Synthesis, Function, and Heterogeneity of snoRNA-Guided Posttranscriptional Nucleoside Modifications in Eukaryotic Ribosomal RNAs.

作者信息

Henras Anthony K, Plisson-Chastang Célia, Humbert Odile, Romeo Yves, Henry Yves

机构信息

Laboratoire de Biologie Moléculaire Eucaryote, Centre de Biologie Intégrative, Université de Toulouse, CNRS, UPS, Toulouse, France.

Laboratoire de Biologie Moléculaire Eucaryote, Centre de Biologie Intégrative, Université de Toulouse, CNRS, UPS, Toulouse, France.

出版信息

Enzymes. 2017;41:169-213. doi: 10.1016/bs.enz.2017.03.007. Epub 2017 Apr 24.

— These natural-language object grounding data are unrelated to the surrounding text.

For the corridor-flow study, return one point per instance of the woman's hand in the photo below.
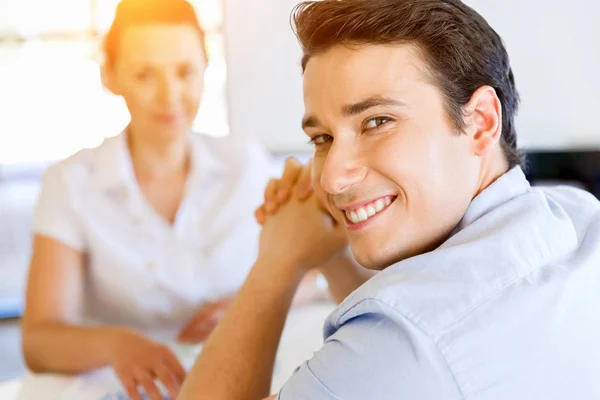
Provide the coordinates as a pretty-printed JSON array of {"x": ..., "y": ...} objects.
[
  {"x": 202, "y": 324},
  {"x": 141, "y": 362},
  {"x": 295, "y": 182}
]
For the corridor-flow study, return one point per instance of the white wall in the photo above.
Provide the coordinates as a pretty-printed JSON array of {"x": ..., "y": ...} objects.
[
  {"x": 264, "y": 73},
  {"x": 554, "y": 48}
]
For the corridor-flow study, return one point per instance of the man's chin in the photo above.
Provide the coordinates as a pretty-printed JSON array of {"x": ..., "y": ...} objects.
[{"x": 369, "y": 259}]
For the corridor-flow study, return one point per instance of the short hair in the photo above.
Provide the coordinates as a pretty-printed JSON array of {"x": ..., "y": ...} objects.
[
  {"x": 461, "y": 49},
  {"x": 141, "y": 12}
]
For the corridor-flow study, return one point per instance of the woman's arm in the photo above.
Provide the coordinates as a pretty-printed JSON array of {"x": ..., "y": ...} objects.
[
  {"x": 53, "y": 343},
  {"x": 54, "y": 297}
]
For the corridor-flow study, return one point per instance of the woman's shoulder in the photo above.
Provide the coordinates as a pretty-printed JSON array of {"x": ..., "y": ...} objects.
[
  {"x": 79, "y": 165},
  {"x": 232, "y": 152}
]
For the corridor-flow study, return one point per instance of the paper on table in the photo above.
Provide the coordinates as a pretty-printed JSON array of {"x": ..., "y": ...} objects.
[{"x": 302, "y": 336}]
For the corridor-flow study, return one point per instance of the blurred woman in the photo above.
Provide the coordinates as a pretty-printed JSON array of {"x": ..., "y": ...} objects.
[{"x": 147, "y": 236}]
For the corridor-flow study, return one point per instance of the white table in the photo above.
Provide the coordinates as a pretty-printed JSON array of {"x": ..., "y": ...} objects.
[{"x": 302, "y": 335}]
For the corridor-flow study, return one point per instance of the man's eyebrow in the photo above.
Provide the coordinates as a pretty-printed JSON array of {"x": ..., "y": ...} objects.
[
  {"x": 351, "y": 110},
  {"x": 310, "y": 122}
]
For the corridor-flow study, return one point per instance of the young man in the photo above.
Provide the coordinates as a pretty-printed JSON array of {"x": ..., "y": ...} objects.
[{"x": 489, "y": 288}]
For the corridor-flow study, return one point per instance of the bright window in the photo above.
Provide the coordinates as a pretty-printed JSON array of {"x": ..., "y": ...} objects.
[{"x": 52, "y": 103}]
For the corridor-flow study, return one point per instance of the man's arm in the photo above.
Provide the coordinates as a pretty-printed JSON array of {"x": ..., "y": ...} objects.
[{"x": 238, "y": 360}]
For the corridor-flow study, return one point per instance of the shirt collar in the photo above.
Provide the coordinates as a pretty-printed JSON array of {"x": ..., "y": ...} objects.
[{"x": 510, "y": 185}]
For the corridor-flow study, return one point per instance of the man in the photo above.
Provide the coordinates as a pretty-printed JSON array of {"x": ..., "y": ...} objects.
[{"x": 489, "y": 288}]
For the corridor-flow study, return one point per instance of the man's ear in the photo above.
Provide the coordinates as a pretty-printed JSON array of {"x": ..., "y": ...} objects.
[
  {"x": 483, "y": 117},
  {"x": 108, "y": 79}
]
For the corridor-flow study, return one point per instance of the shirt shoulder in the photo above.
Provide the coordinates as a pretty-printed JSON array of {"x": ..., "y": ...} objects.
[{"x": 437, "y": 289}]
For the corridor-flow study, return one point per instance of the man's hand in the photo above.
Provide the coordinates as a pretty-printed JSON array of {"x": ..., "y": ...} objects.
[
  {"x": 202, "y": 324},
  {"x": 295, "y": 182},
  {"x": 141, "y": 362},
  {"x": 302, "y": 235}
]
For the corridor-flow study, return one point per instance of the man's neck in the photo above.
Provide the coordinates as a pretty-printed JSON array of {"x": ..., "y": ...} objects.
[{"x": 492, "y": 168}]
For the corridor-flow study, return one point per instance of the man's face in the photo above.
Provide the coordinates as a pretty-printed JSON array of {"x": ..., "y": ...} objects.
[{"x": 388, "y": 163}]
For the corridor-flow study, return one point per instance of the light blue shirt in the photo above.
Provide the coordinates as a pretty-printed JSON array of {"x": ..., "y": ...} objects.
[{"x": 508, "y": 308}]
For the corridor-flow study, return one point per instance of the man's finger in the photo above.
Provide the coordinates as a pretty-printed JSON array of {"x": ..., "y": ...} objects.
[
  {"x": 260, "y": 215},
  {"x": 130, "y": 386},
  {"x": 168, "y": 378},
  {"x": 146, "y": 380},
  {"x": 173, "y": 362},
  {"x": 271, "y": 195}
]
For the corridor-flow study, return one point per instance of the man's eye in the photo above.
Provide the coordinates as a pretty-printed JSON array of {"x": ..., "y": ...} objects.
[
  {"x": 377, "y": 122},
  {"x": 320, "y": 139}
]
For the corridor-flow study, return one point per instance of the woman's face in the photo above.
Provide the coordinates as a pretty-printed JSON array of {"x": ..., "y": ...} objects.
[{"x": 159, "y": 70}]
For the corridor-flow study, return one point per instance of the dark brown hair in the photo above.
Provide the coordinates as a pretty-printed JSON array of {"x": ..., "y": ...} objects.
[
  {"x": 462, "y": 51},
  {"x": 142, "y": 12}
]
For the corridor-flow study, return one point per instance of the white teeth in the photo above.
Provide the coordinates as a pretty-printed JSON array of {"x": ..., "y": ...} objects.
[
  {"x": 371, "y": 211},
  {"x": 364, "y": 213}
]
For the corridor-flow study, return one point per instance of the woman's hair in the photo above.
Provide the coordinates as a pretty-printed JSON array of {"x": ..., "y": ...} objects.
[
  {"x": 142, "y": 12},
  {"x": 462, "y": 51}
]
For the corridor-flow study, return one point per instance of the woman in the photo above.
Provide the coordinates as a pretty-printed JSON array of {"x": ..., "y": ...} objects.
[{"x": 153, "y": 230}]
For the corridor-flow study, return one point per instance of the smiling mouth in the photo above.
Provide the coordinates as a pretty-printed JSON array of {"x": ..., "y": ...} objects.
[{"x": 369, "y": 210}]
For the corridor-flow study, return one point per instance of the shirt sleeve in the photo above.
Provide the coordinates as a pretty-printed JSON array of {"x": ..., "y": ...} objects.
[
  {"x": 54, "y": 215},
  {"x": 374, "y": 355}
]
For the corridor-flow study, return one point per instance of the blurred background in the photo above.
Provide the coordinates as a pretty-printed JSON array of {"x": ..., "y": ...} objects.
[{"x": 50, "y": 94}]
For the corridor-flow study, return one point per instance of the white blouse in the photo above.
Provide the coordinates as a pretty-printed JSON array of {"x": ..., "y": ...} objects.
[{"x": 142, "y": 271}]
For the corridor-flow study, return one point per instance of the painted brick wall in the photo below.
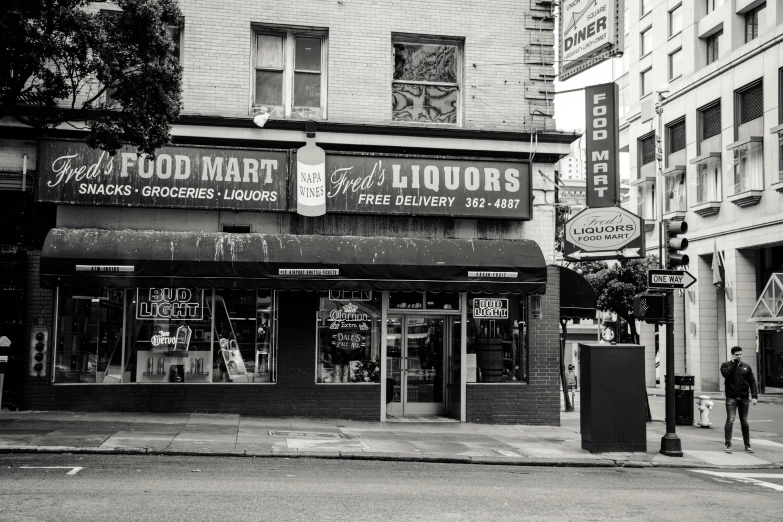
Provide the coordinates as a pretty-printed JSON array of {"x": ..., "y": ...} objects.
[
  {"x": 538, "y": 401},
  {"x": 502, "y": 75},
  {"x": 295, "y": 393}
]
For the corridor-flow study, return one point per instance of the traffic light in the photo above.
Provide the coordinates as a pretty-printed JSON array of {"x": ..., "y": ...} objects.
[
  {"x": 650, "y": 307},
  {"x": 675, "y": 245}
]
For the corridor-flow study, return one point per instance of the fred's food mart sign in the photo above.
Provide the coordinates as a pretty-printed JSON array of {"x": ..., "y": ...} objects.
[{"x": 69, "y": 172}]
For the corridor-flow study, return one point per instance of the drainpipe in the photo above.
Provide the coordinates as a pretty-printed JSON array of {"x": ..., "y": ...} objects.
[{"x": 24, "y": 172}]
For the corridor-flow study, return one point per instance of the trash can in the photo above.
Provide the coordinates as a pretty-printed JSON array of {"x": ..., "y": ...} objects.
[{"x": 683, "y": 399}]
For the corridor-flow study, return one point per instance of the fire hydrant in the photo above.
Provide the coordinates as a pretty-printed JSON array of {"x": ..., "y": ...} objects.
[{"x": 705, "y": 405}]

DOI:10.1016/bs.enz.2017.03.007
PMID:28601222
Abstract

Ribosomal RNAs contain numerous 2'-O-methylated nucleosides and pseudouridines. Methylation of the 2' oxygen of ribose moieties and isomerization of uridines into pseudouridines are catalyzed by C/D and H/ACA small nucleolar ribonucleoprotein particles, respectively. We review the composition, structure, and mode of action of archaeal and eukaryotic C/D and H/ACA particles. Most rRNA modifications cluster in functionally crucial regions of the rRNAs, suggesting they play important roles in translation. Some of these modifications promote global translation efficiency or modulate translation fidelity. Strikingly, recent quantitative nucleoside modification profiling methods have revealed that a subset of modification sites is not always fully modified. The finding of such ribosome heterogeneity is in line with the concept of specialized ribosomes that could preferentially translate specific mRNAs. This emerging concept is supported by findings that some human diseases are caused by defects in the rRNA modification machinery correlated with a significant alteration of IRES-dependent translation.

摘要

核糖体RNA含有众多2'-O-甲基化核苷和假尿苷。核糖部分2'氧的甲基化以及尿苷异构化为假尿苷分别由C/D和H/ACA小核仁核糖核蛋白颗粒催化。我们综述了古细菌和真核生物C/D以及H/ACA颗粒的组成、结构和作用模式。大多数rRNA修饰集中在rRNA的功能关键区域,表明它们在翻译中发挥重要作用。其中一些修饰可提高整体翻译效率或调节翻译保真度。引人注目的是,最近的定量核苷修饰谱分析方法显示,一部分修饰位点并不总是完全被修饰。这种核糖体异质性的发现与专门核糖体的概念相符,专门核糖体可能优先翻译特定的mRNA。一些人类疾病是由rRNA修饰机制缺陷导致的,且与内部核糖体进入位点(IRES)依赖性翻译的显著改变相关,这一发现支持了这一新兴概念。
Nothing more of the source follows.